# What view do you hold of Maxwell Davies' Symphonies?



## kanishknishar (Aug 10, 2015)

Mr. Maxwell Davies passed away recently at the ripe old age of 81. A long life which bore numerous fruits - for he was prolific!

He wrote ten symphonies. Have you listened to them? Did you like them? Enjoy them? Love them? Can't live without them? Indifferent?

I myself have only heard his Fifth symphony. Very typically modernist. But I shall be hearing his gigantic First tomorrow. That should be fun.

Oh and if you want to try his symphonies: Have a go at it!

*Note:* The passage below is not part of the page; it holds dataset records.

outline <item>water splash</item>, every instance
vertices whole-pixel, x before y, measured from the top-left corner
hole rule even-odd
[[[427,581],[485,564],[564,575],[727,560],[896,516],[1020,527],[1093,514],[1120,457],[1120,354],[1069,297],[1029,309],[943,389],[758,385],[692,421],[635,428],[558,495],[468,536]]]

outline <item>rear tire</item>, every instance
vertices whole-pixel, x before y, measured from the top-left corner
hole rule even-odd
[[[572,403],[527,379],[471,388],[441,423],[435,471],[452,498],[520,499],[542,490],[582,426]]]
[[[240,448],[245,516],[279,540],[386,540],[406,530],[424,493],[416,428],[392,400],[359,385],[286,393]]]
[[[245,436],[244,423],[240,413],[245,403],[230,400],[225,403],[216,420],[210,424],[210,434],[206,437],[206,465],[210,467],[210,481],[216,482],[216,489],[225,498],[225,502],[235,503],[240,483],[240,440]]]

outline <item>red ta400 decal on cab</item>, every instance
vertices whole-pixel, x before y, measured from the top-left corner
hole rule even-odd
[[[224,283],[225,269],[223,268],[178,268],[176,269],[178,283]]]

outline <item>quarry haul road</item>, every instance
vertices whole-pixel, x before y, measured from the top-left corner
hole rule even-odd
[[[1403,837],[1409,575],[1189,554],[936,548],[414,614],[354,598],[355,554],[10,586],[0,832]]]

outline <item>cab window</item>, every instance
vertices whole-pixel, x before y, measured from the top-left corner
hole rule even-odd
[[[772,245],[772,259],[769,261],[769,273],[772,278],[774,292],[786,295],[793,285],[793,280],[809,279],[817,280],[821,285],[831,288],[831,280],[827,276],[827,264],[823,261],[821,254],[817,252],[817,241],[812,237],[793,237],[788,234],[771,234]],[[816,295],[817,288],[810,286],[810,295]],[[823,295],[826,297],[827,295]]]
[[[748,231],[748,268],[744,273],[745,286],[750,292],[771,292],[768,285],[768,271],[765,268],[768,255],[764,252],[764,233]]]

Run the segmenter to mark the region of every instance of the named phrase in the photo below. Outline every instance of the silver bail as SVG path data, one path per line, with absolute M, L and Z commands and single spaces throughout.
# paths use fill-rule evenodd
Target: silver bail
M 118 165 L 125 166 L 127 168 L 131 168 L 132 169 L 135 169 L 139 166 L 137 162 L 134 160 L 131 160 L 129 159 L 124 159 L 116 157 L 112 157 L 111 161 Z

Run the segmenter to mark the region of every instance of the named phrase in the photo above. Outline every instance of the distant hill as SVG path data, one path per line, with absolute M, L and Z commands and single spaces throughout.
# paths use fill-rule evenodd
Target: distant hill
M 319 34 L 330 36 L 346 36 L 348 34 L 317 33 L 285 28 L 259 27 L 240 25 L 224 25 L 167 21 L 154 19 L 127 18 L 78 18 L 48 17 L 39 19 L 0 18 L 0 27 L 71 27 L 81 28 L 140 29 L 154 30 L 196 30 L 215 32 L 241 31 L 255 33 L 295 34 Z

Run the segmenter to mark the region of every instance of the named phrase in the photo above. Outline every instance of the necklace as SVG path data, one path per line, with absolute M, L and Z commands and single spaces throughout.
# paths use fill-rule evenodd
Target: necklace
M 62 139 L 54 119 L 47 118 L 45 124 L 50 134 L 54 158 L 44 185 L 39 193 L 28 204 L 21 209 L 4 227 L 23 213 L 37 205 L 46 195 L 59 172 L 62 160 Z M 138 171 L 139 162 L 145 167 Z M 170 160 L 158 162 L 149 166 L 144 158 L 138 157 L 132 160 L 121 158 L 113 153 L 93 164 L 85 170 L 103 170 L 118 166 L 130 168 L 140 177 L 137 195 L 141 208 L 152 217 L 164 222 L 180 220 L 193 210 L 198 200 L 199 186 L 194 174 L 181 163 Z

I hope you enjoy these works. If you don't perhaps try his Strathclyde Concertos?


----------



## Becca (Feb 5, 2015)

I have only heard his 10th and last and was quite impressed by it. I am also familiar with a couple of his Strathclyde Concertos, the 9th and 10th, but don't know them well enough to comment.

P.S. You really need to include an option for those who have only heard one or two of the symphonies.


----------



## kanishknishar (Aug 10, 2015)

Becca said:


> I have only heard his 10th and last and was quite impressed by it. I am also familiar with a couple of his Strathclyde Concertos, the 9th and 10th, but don't know them well enough to comment.
> 
> P.S. You really need to include an option for those who have only heard one or two of the symphonies.


I cannot edit the poll options.


----------



## Pugg (Aug 8, 2014)

I haven't heard his symphonies but I certainly will now! :tiphat:


----------



## gardibolt (May 22, 2015)

I know people tut tut movie soundtracks here, but Maxwell Davies' score for Ken Russell's THE DEVILS (1971) is a classic.


----------



## Art Rock (Nov 28, 2009)

I don't like throwing terms like "masterpiece" around willy nilly, so I went for the second option. I think his Strathclyde concertos are possibly his best set of works. Anyway, a composer worth exploring.


----------



## Guest (Mar 20, 2016)

I've heard most of them--the 3rd is my favorite. Very dense and contrapuntal--not an easy listen.


----------